The following unaudited pro forma condensed combined statement of operations for the year ended December 31, 2012 is based upon Genesee & Wyoming’s historical consolidated statement of operations for the year ended December 31, 2012 and RailAmerica, Inc.’s (“RailAmerica”) historical consolidated statements of operations for the nine months ended September 30, 2012 (pre-acquisition) and the period from October 1, 2012 (date of G&W’s acquisition of RailAmerica) to December 28, 2012 (the effective date of G&W’s control of RailAmerica as described below), as if G&W’s acquisition, control of and related financing of RailAmerica were consummated as of January 1, 2012. G&W considers the RailAmerica financial statements for the period ended December 28, 2012 to be representative of and materially consistent with RailAmerica’s financial statements for the three months ended December 31, 2012 and therefore are presented inclusive to December 31, 2012.
The unaudited pro forma condensed combined statement of operations should be read in conjunction with (1) the accompanying notes to the unaudited pro forma condensed combined statement of operations, (2) Genesee & Wyoming’s audited consolidated financial statements and related notes included in Genesee & Wyoming’s Annual Report on Form 10-K for the year ended December 31, 2012 (the “G&W 2012 10-K”) previously filed with the Securities and Exchange Commission (“SEC”), (3) the audited consolidated statement of operations and related notes of RailAmerica for the period from October 1, 2012 to December 28, 2012 included in the G&W 2012 10-K previously filed with the SEC and (4) the unaudited consolidated financial statements of RailAmerica for the nine months ended September 30, 2012 and 2011 included in this Current Report on Form 8-K.
Immediately following Genesee & Wyoming’s acquisition of RailAmerica on October 1, 2012, the shares of RailAmerica were held in a voting trust while the United States Surface Transportation Board (“STB”) considered Genesee & Wyoming’s control application, which application was approved with an effective date of December 28, 2012. Genesee & Wyoming accounted for the earnings of RailAmerica using the equity method of accounting while the shares were held in trust.
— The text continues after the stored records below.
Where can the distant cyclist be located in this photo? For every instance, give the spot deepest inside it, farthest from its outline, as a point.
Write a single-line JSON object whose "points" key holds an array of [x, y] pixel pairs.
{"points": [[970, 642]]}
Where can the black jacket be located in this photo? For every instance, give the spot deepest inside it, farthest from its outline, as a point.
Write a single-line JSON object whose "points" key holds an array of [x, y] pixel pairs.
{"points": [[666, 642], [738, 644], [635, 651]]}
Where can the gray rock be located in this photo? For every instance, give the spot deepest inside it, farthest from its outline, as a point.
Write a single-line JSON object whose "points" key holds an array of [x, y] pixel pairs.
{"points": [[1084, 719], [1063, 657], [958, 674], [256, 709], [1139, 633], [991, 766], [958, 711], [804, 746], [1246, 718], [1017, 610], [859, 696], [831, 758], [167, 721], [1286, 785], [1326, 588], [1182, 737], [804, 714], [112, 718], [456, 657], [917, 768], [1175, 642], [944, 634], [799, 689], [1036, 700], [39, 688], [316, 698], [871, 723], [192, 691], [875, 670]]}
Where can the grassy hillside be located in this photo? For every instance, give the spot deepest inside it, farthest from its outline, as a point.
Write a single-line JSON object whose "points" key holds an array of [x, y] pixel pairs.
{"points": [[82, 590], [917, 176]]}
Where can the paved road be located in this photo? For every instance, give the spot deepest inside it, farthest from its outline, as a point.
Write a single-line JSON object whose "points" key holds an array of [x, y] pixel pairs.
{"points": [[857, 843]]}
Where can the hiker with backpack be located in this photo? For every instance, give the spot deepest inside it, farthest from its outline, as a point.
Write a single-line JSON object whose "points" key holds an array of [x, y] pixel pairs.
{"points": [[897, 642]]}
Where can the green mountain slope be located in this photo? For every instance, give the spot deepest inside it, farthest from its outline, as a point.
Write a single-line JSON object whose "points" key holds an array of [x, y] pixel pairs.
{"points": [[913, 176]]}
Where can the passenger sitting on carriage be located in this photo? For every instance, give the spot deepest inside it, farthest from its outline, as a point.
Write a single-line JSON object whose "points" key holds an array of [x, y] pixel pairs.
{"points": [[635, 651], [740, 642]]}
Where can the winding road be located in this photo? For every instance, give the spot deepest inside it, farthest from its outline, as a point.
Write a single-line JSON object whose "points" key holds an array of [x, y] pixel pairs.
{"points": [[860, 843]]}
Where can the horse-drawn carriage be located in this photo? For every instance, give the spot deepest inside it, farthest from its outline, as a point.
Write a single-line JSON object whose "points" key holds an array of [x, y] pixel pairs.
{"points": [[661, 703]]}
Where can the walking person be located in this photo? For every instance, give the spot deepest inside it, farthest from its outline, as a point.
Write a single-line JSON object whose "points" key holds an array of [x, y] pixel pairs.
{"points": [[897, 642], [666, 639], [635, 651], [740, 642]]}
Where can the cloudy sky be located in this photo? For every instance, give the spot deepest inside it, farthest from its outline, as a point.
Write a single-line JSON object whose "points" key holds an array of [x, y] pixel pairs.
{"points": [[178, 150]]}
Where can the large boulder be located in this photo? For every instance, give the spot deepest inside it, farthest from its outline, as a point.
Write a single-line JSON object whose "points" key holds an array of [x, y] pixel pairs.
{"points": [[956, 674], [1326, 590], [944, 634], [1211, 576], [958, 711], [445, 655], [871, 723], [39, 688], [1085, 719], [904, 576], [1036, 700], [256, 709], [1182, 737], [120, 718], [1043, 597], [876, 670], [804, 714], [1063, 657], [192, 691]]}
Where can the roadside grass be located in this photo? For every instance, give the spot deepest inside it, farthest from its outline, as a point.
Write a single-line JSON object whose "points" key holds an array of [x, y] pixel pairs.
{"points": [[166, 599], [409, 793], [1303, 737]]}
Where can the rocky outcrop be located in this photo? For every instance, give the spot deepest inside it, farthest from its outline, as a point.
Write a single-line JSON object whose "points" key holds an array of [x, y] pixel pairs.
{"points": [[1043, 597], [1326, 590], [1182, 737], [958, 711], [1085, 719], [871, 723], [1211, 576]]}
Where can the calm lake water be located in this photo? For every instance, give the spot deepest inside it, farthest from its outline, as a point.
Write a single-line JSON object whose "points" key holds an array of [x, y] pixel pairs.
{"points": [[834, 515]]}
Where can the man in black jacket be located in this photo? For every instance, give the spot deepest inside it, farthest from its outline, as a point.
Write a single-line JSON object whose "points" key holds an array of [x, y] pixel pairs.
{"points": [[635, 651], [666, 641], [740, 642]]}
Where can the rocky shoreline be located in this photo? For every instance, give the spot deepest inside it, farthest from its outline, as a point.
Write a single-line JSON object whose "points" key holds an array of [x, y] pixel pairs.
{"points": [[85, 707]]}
Between October 1, 2012 and December 28, 2012, Genesee & Wyoming recognized income from its equity investment in RailAmerica of $15.6 million. In accordance with U.S. GAAP, a new accounting basis was established for RailAmerica on October 1, 2012 for its stand-alone financial statements. Upon approval of the STB to control RailAmerica, the preliminary allocation of fair value to the acquisition assets and assumed liabilities were consolidated with Genesee & Wyoming’s assets and liabilities as of December 28, 2012.
The unaudited pro forma condensed combined statement of operations for the year ended December 31, 2012 is based on preliminary estimates and assumptions of the fair values of the assets acquired and liabilities assumed, which, while considered reasonable under the circumstances, are subject to changes which may be material. The final allocation of fair value to RailAmerica’s assets and liabilities is subject primarily to completion of an assessment of the acquisition-date fair values of acquired non-current assets, deferred taxes and other tax matters, and contingent liabilities. The pro forma adjustments are described in the accompanying footnotes. The pro forma adjustments included in the unaudited pro forma condensed combined statement of operations have been limited to only those adjustments that are: directly attributable to the transaction, factually supportable and expected to have a continuing impact on Genesee & Wyoming’s financial results.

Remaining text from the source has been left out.